The Anti-Coup Alliance called for a “thunderous million-man march” on Tuesday in support of students’ freedom.
In a Sunday statement, the group said it was “the duty of Egyptians to offer their support to the torrential student uprising” occupying Egypt’s universities, and called for the release of all student detainees preventively held in custody.
The alliance, also known as the National Coalition to Support Legitimacy, includes a number of political movements that support ousted President Mohamed Morsi.
“The students’ movement is Egypt’s beating heart,” the statement read. “It represents a thermometre for Egyptians’ aspirations and pains.”
The Anti-Coup Alliance said that “freeing universities of security control” was one of the 2011 revolution’s primary gains.
In September, the cabinet denied that the Ministry of Justice had issued a decision deputising a number of administrative university security personnel to arrest students, describing news of the decision as “unfounded”.
The Anti-Coup Alliance was among the parties promoting such claims, and said the authorities had only failed “due to the [active] mobilisation of [protesting] students”.
“In the past two months, students represented heroism, strength, nationalism, political and revolutionary maturity which Egypt will remain proud of,” the statement read. The alliance added that the “military coup”, on the other hand, practiced oppression and attacked university campuses.
The alliance stated that the ruling authorities had killed students and quelled protests inside university campus, arresting “thousands” of students and university professors. It added that such acts violate the Universal Declaration of Human Rights and the International Covenant on Civil and Political Rights, both of which Egypt ratified.
The Anti-Coup Alliance accused the public prosecution of “politicising” cases and coordinating with the Ministry of Interior. The alliance said that 43 Al-Azhar University students will face trial at the Nasr City Misdemeanour Court on Wednesday, adding that the defendants were randomly arrested from university.
Ten days ago, the Public Prosecution authorised police forces to enter Al-Azhar University’s campus upon the request of university chairman Osama Al-Abd. The request came after a group of students broke in to the university’s administrative building. At the time, the Ministry of Interior announced the arrest of 26 people, 14 of whom were not students at the university.

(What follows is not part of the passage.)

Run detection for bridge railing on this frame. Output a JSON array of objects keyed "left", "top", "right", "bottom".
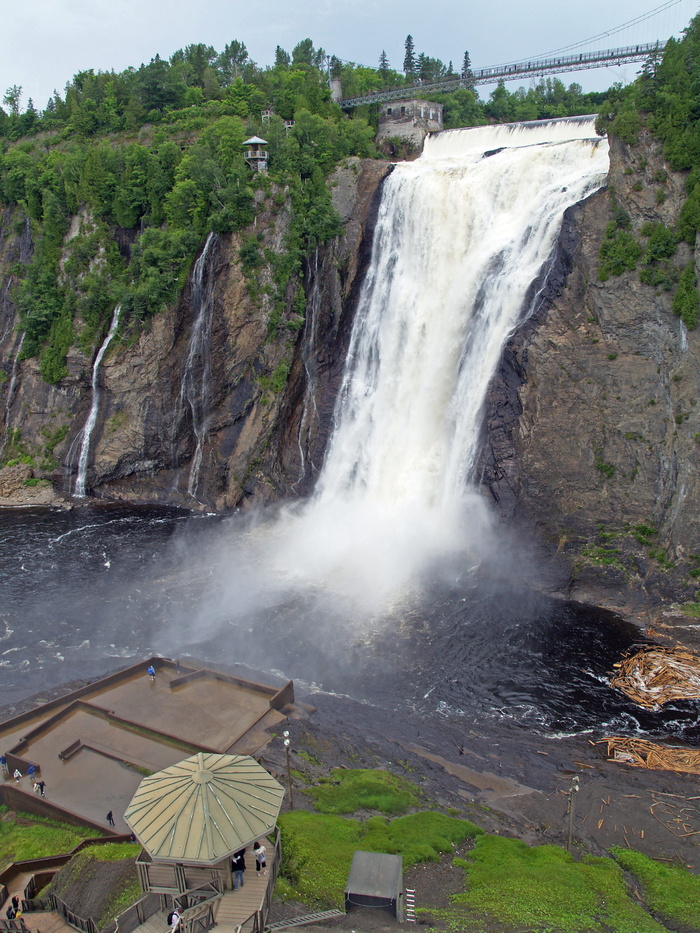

After the incident, Prime Minister Hazem El-Beblawi announced that police forces would be present at university gates to help maintain security. El-Beblawi’s cabinet gave university presidents the right to request the entry of police forces into campus in case of “threats to individuals, entities and students”.
Until 2009, the Ministry of Interior was responsible for providing Homeland Security personnel to secure universities. In 2009, the Administrative Court banned this decision, establishing an “administrative” university security. The decision did not go into effect until the 2011 revolution.